Слова Роджера из последнего ночного путешествия звенели у меня в ушах. «Нужны слова со смыслом. Острые. Как бритва. Колючие, с шипами, покрытыми медленно действующим ядом. Вот что тебе нужно». Тот образ, который возник у меня в голове, когда мы только ехали на мыс, – образ Роджера-дикаря, занятого вырезанием ножа из кости, – вернулся ко мне снова, на этот раз еще детальней, чем в предыдущий. Заостренным камнем он вытачивает острый нож из кости, затем принимается за что-то потоньше – тонкую палочку, похожую на иглу, а может, это тоже была кость, – чтобы выцарапать на ноже те же символы, что были вытатуированы у него на руках и на лице.

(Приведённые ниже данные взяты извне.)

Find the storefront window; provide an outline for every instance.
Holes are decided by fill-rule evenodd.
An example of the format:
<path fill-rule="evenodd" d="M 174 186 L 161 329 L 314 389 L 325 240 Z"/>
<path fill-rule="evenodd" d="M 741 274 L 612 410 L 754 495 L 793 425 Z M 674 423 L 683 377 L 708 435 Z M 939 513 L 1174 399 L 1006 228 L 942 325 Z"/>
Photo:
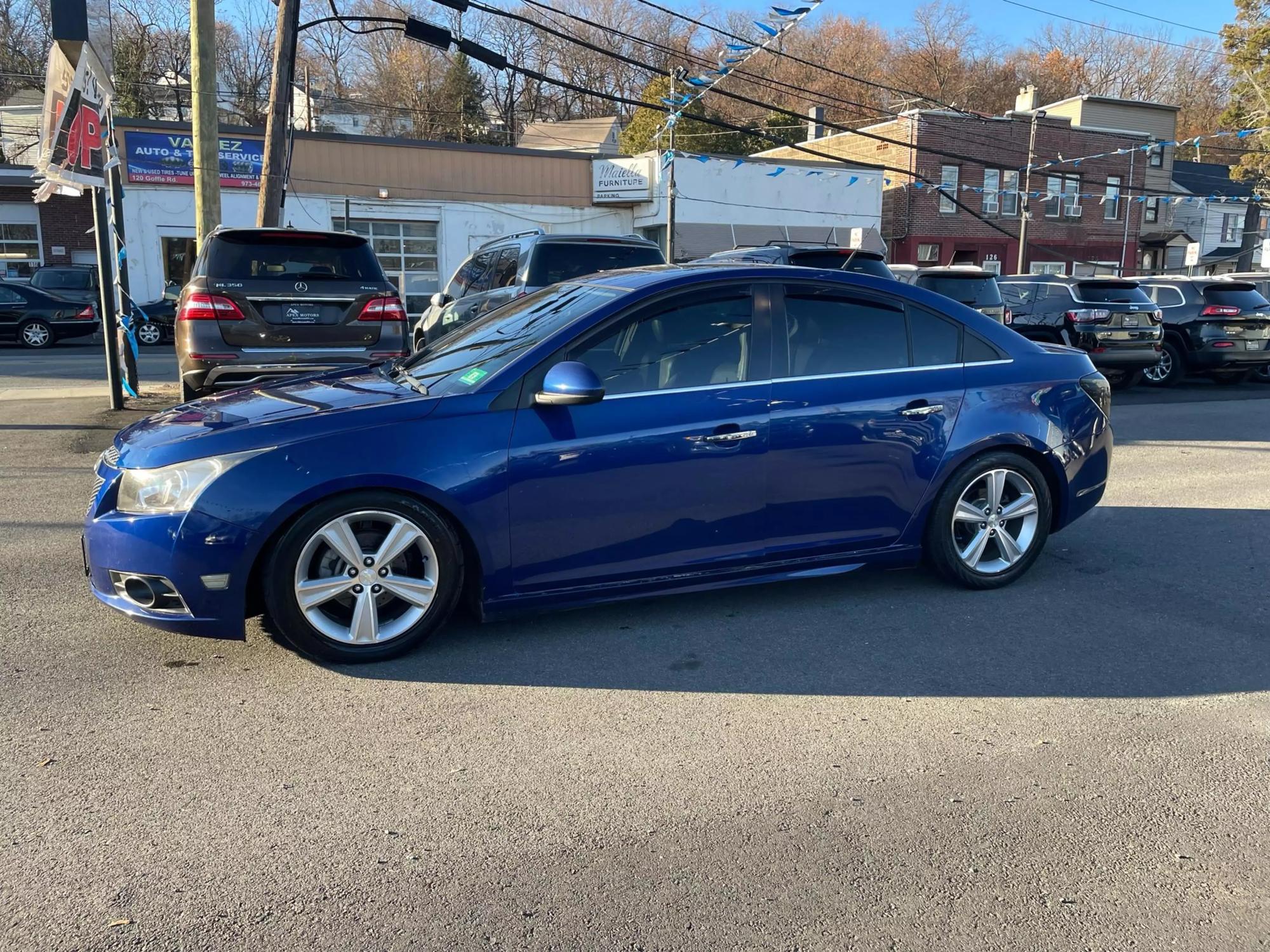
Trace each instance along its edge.
<path fill-rule="evenodd" d="M 437 222 L 334 218 L 337 231 L 352 231 L 371 240 L 384 274 L 391 281 L 409 315 L 423 314 L 428 298 L 441 288 L 437 273 Z"/>
<path fill-rule="evenodd" d="M 0 223 L 0 263 L 4 264 L 4 277 L 29 278 L 39 267 L 38 226 Z"/>

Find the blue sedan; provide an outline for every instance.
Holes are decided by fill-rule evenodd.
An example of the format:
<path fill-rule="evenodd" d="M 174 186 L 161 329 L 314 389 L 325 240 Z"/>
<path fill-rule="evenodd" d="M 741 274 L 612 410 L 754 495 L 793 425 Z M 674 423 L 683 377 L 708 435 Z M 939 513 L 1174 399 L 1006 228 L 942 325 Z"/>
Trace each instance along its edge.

Он собирается причинить Теду не только физическую боль, он хочет ранить его сущность, его душу – называй, как хочешь.
Когда он заканчивает свою работу, когда убеждается, что этих десяти предложений, этих ста четырнадцати слов, достаточно, их хватает для воплощения задуманного, Роджер закрывает глаза и начинает тихо повторять их вслух. Он испытывает свое оружие. Первые пять предложений – удар, резкий толчок чуть выше пупка. Передышка, затем пять следующих – провернуть нож: сначала направо, затем – налево, и с постоянным нажимом на рукоятку. Роджер видит, как Тед широко распахивает глаза от боли. Чувствует, как горячая кровь течет по пальцам. Он решает терпеливо выждать нужного момента, но его так и тянет выпалить свои предложения, свое проклятие, здесь и сейчас, чтобы вдоволь насладиться агонией Теда. Он открывает рот, но колеблется. Он слышит, как за дверью снуют полицейские. Что если, как только он начнет выносить свой мастерски выстроенный приговор, его прервет какой-нибудь подстриженный болван, сказав ему заткнуться? Он выставит себя полным посмешищем, а такого он позволить не может. Возможность представится сама собой, говорит себе он, надо только подождать.
С усердием монаха, читающего псалтырь, Роджер продолжает повторять свое проклятие. Раскаленное добела пламя продолжает капать с кончиков его пальцев и из макушки головы. Он сидит и вертит нож в своих огненных руках; огонь закаляет оружие, придает ему блеск. Наступает утро, и через маленькие окна под потолком в зону временного заключения льется алое золото рассвета. Воздух сверкает, как это бывает, когда его достигают первые лучи солнца, и сердце Роджера трепещет в предвкушении. И тут же испытывает боль – новую боль, вспыхнувшую в его груди и пробежавшую по левой руке. Слова проклятия вылетают у него из головы, разогнанные новой мыслью: инфаркт. Такого не может быть, думает он, и боль, словно в ответ, утихает.
Хорошо, думает он, возвращаясь к проклятию, а затем боль заявляет о себе во второй раз. Словно на грудь падает бетонный блок. Он охает от удивления: насыщенная боль вырывает его из пространства камеры. Он пытается схватиться за слова, за сто четырнадцать слов, за десять предложений. Его левая рука пульсирует, а грудь сжимается, но Роджер упрямо повторяет свое проклятие, настойчиво игнорируя голос в голове, который, надрываясь, зовет на помощь: ради бога, прямо за дверью стоит коп, а рядом с полицейским участком – пожарная станция, у них есть своя бригада скорой помощи, кричи! «Только не при нем», – шепчет он, стиснув от боли зубы. Он не хочет, чтобы Тед видел его слабость, не хочет, чтобы сын знал, что одержал такую значительную победу.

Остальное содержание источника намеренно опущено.